Long end bonds are still getting crushed, oil’s surging, the labor market is starting to soften, and the $ is rising as we reach the 18 month response lag period from this rate hiking cycle.
Positions & Rationale:
Oil:
Still long oil for several aforementioned reasons.
Global oil demand is at record highs in spite of widespread investor pessimism.
SPR release has ended.
Q3 & Q4 show a substantial supply shortfall and for Q4 specifically — about 3 million b/d. This rivals the biggest deficit in more than a decade while OPEC+ extends its production cuts simultaneously.

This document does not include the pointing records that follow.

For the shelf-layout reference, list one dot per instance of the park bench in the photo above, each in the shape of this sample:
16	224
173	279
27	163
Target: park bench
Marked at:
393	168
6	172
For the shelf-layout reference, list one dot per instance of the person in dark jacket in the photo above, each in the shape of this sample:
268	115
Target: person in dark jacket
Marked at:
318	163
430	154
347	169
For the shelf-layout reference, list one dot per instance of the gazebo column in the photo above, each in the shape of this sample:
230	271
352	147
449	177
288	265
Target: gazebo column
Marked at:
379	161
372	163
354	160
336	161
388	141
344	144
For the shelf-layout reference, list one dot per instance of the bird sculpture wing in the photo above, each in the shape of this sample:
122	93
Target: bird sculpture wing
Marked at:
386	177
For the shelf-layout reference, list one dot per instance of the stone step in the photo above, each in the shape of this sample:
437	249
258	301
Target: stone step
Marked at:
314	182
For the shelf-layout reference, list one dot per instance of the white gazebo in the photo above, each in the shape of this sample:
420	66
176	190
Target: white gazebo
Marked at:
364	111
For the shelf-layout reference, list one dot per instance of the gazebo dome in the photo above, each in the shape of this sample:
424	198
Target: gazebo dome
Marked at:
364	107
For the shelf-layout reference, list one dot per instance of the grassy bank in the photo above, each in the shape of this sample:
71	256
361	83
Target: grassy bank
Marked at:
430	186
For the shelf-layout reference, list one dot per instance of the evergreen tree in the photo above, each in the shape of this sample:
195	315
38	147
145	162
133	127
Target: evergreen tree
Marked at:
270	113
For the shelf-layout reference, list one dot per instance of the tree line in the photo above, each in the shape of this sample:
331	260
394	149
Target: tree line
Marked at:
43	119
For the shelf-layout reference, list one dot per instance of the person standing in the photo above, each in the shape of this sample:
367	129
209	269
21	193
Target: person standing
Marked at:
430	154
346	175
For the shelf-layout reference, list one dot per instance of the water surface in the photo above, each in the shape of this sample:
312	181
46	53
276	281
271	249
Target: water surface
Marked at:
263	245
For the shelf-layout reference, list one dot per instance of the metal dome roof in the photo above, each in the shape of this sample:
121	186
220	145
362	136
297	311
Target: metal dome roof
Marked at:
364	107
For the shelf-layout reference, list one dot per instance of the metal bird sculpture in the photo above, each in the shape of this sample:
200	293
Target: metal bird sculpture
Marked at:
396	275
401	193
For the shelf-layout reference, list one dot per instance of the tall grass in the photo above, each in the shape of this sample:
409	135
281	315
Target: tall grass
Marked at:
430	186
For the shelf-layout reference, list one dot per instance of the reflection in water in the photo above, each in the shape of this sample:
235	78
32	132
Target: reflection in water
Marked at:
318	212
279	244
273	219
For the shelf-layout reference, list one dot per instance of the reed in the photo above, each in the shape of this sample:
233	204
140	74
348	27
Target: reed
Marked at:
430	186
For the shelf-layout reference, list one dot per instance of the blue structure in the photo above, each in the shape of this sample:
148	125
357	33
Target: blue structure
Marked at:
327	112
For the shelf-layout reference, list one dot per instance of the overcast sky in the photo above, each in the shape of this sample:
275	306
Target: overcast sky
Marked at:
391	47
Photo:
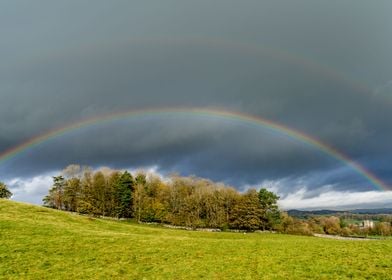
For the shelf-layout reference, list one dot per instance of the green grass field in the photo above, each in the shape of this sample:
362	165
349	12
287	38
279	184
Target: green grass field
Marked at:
40	243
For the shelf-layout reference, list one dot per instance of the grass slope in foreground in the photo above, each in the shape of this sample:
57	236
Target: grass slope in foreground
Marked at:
40	243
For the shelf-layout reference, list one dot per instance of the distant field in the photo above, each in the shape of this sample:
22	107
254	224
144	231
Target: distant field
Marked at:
40	243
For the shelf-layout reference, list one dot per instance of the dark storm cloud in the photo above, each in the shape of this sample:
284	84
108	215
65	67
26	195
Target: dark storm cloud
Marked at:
65	62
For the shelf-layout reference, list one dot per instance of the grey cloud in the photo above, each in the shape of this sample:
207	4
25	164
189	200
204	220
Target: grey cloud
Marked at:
307	65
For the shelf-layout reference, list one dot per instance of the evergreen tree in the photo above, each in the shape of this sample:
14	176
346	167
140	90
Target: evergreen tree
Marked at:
270	211
4	192
123	195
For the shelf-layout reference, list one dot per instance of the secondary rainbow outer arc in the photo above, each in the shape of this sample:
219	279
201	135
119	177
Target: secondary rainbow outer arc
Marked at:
246	118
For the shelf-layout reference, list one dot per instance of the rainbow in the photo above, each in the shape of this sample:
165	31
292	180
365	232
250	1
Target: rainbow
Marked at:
228	115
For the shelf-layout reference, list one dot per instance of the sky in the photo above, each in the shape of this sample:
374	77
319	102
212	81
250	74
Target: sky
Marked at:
322	69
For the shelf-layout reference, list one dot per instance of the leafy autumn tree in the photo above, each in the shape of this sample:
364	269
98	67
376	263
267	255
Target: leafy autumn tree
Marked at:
4	192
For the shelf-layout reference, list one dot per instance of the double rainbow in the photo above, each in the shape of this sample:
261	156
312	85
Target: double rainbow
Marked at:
228	115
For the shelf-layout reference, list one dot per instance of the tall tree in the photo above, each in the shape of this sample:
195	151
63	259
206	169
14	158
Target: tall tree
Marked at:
4	192
55	198
123	194
247	214
270	210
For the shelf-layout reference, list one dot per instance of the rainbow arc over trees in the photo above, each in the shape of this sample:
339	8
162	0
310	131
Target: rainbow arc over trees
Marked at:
208	112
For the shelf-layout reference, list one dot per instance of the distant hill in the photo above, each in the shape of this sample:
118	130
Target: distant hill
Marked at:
307	213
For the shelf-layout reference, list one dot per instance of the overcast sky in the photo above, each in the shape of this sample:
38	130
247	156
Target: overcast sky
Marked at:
324	69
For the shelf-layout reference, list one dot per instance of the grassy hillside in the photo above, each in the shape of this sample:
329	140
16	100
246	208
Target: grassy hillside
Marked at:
40	243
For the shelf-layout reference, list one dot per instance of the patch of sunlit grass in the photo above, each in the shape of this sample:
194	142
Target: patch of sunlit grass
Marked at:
40	243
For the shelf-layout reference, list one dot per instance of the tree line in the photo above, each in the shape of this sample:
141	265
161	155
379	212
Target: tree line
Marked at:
181	201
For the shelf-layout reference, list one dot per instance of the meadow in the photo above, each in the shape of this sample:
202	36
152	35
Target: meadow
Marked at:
42	243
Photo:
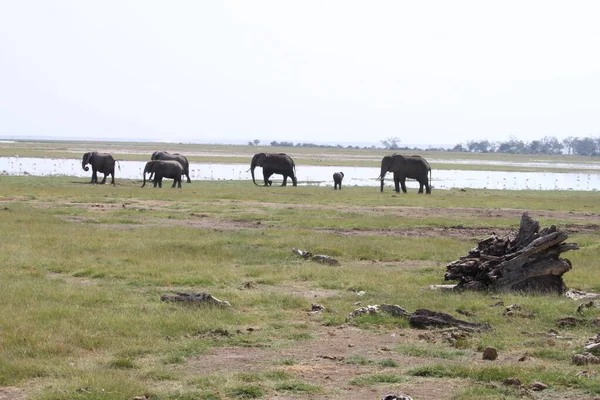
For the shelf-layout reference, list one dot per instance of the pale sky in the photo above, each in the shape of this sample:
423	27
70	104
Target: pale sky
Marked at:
427	72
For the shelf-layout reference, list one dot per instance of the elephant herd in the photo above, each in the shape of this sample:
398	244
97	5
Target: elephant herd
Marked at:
174	166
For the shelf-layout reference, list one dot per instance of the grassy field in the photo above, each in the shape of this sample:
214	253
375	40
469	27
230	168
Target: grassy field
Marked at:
84	267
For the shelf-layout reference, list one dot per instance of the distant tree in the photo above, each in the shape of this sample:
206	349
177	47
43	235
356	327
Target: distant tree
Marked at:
551	145
459	148
391	143
482	146
568	144
513	146
585	147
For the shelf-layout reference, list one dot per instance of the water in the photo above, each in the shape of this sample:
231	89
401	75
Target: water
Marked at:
320	175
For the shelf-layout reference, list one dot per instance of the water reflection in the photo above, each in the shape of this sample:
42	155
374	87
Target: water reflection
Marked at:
321	175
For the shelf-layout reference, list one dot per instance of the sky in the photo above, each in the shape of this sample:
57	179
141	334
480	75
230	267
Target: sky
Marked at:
318	71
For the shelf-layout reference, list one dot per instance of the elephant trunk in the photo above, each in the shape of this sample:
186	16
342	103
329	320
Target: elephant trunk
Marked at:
145	171
381	178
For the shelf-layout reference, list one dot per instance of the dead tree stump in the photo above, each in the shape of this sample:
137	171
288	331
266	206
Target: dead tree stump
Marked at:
527	261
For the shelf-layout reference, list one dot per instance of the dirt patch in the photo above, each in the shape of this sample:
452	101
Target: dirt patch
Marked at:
457	231
12	393
332	360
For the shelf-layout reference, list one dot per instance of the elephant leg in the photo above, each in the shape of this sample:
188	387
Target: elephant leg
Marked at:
266	175
403	184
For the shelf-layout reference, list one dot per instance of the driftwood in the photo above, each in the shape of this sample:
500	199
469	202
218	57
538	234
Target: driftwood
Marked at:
432	319
195	299
421	319
320	258
527	261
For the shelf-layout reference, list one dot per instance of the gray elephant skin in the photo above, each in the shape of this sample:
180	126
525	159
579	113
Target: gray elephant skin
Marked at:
165	155
337	180
274	163
412	167
164	169
100	162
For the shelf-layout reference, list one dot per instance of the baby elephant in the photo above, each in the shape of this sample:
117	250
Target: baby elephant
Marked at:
337	180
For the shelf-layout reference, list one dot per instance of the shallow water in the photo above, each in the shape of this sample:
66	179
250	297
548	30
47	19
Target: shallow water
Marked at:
320	175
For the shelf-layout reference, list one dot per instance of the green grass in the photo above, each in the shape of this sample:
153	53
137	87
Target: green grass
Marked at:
82	278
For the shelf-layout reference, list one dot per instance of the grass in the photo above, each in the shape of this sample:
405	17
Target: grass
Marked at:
83	268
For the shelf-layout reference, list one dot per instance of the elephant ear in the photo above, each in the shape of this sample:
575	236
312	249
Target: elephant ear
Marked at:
398	162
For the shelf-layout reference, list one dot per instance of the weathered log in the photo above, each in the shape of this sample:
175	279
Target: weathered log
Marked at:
195	299
433	319
528	261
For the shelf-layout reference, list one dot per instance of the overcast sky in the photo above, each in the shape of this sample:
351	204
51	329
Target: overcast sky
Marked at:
427	72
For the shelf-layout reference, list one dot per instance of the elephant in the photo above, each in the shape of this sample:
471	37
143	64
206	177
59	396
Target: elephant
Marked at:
165	155
164	169
274	163
413	167
100	162
337	180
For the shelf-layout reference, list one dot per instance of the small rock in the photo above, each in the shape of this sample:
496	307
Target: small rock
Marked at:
317	307
512	382
584	359
538	386
490	353
397	397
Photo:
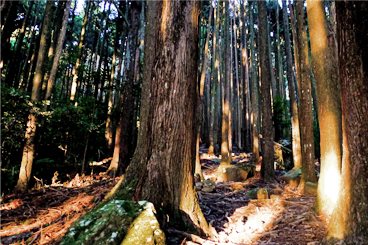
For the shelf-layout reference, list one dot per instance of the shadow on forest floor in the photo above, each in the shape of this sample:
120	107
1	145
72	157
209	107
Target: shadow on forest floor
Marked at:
43	216
286	218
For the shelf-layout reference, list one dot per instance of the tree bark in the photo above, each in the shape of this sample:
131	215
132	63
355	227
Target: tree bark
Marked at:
267	168
225	151
29	146
349	221
76	68
59	48
254	89
168	122
329	107
305	90
297	158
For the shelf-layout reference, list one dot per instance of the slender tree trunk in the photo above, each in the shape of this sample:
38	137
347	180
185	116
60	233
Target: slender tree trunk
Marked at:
198	169
76	68
267	168
225	158
156	173
59	48
296	147
14	62
29	146
254	89
349	221
246	87
329	107
306	124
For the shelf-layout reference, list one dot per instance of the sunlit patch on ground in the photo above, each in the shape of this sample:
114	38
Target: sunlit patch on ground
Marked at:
43	216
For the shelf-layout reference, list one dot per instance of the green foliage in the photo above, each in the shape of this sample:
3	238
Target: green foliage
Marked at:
61	135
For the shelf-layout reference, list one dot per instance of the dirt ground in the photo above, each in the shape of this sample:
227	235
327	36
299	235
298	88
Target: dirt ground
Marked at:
43	216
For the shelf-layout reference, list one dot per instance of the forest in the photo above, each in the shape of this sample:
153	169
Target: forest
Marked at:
184	122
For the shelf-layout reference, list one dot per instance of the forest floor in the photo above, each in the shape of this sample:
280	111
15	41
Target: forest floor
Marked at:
43	216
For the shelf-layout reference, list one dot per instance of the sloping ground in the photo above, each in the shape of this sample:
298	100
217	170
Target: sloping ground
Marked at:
285	219
43	216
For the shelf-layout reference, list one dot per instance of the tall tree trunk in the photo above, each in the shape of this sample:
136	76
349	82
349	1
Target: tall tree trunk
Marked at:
349	221
306	124
126	113
14	66
254	89
168	117
296	147
29	146
59	48
246	93
76	68
225	158
329	107
198	169
267	168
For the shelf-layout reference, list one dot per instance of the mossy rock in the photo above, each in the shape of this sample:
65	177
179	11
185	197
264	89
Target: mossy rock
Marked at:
208	185
249	168
239	172
310	188
107	224
145	230
292	177
262	193
252	194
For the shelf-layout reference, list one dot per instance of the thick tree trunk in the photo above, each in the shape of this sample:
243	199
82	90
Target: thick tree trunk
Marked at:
306	124
296	147
349	222
168	120
329	107
254	89
29	146
267	168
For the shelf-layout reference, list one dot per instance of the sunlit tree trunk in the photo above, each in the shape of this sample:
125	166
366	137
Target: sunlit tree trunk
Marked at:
213	129
254	88
76	72
29	146
246	90
296	51
225	158
198	169
329	107
14	62
168	116
59	48
296	147
306	124
267	168
349	221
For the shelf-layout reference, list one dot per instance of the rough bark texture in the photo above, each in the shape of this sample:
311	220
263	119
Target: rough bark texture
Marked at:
162	167
225	151
76	68
198	168
297	158
267	168
349	222
59	49
306	124
29	146
254	90
329	107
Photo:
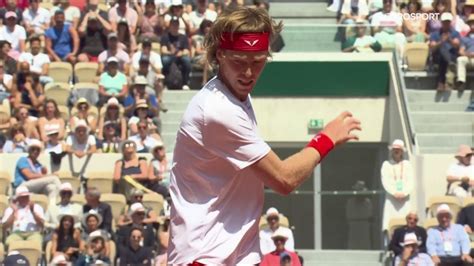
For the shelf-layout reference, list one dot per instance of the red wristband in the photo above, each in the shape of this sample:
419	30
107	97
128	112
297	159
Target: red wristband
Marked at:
322	143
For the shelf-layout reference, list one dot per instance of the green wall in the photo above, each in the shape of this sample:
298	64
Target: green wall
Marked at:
324	79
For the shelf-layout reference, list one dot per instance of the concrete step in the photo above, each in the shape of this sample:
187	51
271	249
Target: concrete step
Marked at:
444	128
442	117
439	106
446	140
414	95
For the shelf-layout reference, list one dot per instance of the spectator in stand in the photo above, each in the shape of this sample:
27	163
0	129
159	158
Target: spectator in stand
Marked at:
27	122
38	61
388	27
126	40
201	13
122	10
18	142
176	12
462	170
398	181
5	83
93	33
158	168
142	116
114	119
448	243
137	214
23	218
267	244
30	173
151	23
82	106
102	208
444	44
410	228
14	34
66	240
81	143
280	252
9	63
136	196
361	42
466	55
72	14
96	251
28	91
113	50
36	19
51	120
112	83
414	27
133	253
412	254
62	40
175	49
65	206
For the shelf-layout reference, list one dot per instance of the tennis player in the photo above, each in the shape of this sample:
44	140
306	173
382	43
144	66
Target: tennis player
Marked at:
221	164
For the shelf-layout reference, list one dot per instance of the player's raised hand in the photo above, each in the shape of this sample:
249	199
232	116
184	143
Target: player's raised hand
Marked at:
340	129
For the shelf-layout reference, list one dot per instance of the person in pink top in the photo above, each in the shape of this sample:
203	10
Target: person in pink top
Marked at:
280	256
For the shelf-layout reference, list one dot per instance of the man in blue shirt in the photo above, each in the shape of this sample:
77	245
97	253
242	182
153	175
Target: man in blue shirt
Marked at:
444	45
29	172
448	243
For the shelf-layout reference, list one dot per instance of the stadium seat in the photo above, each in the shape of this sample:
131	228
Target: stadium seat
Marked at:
430	223
393	224
86	72
73	180
116	201
153	201
58	91
451	201
103	181
30	249
40	199
416	55
283	221
60	71
5	181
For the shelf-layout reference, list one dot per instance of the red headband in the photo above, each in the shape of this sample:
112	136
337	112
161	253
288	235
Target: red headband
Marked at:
245	42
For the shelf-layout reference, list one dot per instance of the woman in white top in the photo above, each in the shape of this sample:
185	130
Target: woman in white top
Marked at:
51	120
398	182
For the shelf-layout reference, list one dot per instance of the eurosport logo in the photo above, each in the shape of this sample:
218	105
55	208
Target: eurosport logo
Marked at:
420	16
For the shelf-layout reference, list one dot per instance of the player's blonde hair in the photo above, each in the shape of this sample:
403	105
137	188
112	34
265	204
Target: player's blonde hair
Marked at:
240	19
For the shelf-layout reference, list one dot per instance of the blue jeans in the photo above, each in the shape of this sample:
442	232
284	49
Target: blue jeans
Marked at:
183	62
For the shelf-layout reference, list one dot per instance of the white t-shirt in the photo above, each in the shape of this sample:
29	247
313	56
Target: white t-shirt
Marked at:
36	61
155	60
13	37
460	170
38	19
197	18
266	242
24	222
217	202
71	141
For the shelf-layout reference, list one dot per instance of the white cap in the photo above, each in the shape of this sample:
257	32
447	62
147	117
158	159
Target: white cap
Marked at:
22	191
446	16
65	187
136	207
410	238
272	212
443	208
279	233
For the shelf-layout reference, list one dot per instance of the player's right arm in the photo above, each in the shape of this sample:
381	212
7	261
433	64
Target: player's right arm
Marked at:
284	176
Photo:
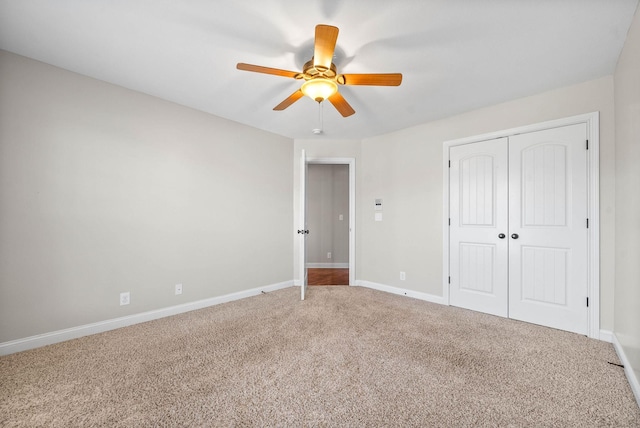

China hasn’t collapsed like every Western pundit has been forecasting since 1989, and much to my chagrin, evidently much more so recently. In fact, they implemented numerous stimulative measures recently that have unsurprisingly slipped under the radar.
This was a key factor for my positioning because China couldn’t collapse while commodities rallied; “The West’s reopening was accompanied by exceedingly aggressive fiscal & monetary stimulus. So naturally things would appear to be moving smoothly as we reopened. If fiscal & monetary stimulus is a pivotal portion of a DM nation’s reopening process, why wouldn’t it be for China as well?
China will stimulate their economy. They have to. It probably won’t be as aggressive as the West’s stimulus, but it will suffice… consequently, commodities will continue their ascent as the 2nd wave of inflation makes its presence felt.” —
Energy is still an exceedingly hated sector.
TLT:
Not much has changed here.
“Positioning in the long end of the curve is implying that inflation — core & headline — will swiftly and safely return to 2%. This is simply not happening. Commodities (oil specifically) are rising swiftly and this will beget higher inflation expectations.” —
Due to the policy errors of ‘20-’21, inflation has become entrenched/sticky.
We’ve entered a new regime in which the old 40yr bond bull market tactics won’t work.
Vol:
Once again, not much has changed here.
Short vol seems compulsory.
Dispersion is high; Mag7 volatility is ultimately obscuring index volatility.
We’re still seeing shades of the late ‘17 vol regime but we presently live in a turbulent world & the YC’s still deeply inverted — which historically precedes black swans. This is an unprecedented combo and the perfect storm.
I simply sleep better at night knowing I have some protection for when things go awry…
SPX:
Combination of bad breadth (as shown by historically low implied correlations), surging oil, ascending $ & rates. “Whenever the dollar is up, interest rates are up, and oil is up, historically that is not good looking forward.” — Stanley Druckenmiller.
I want to skate where the puck is going, not to where it’s already at.
NVDA:
To be completely transparent, I have the least confidence in this trade right now.
Vanna and charm/supportive flows will dissipate after this week, allowing for a window after OpEx to see some substantial downside here.
Positioning is very one-sided coming into a window of vulnerability.
Short tech/long energy.
Positions can change without notice and are not financial advice.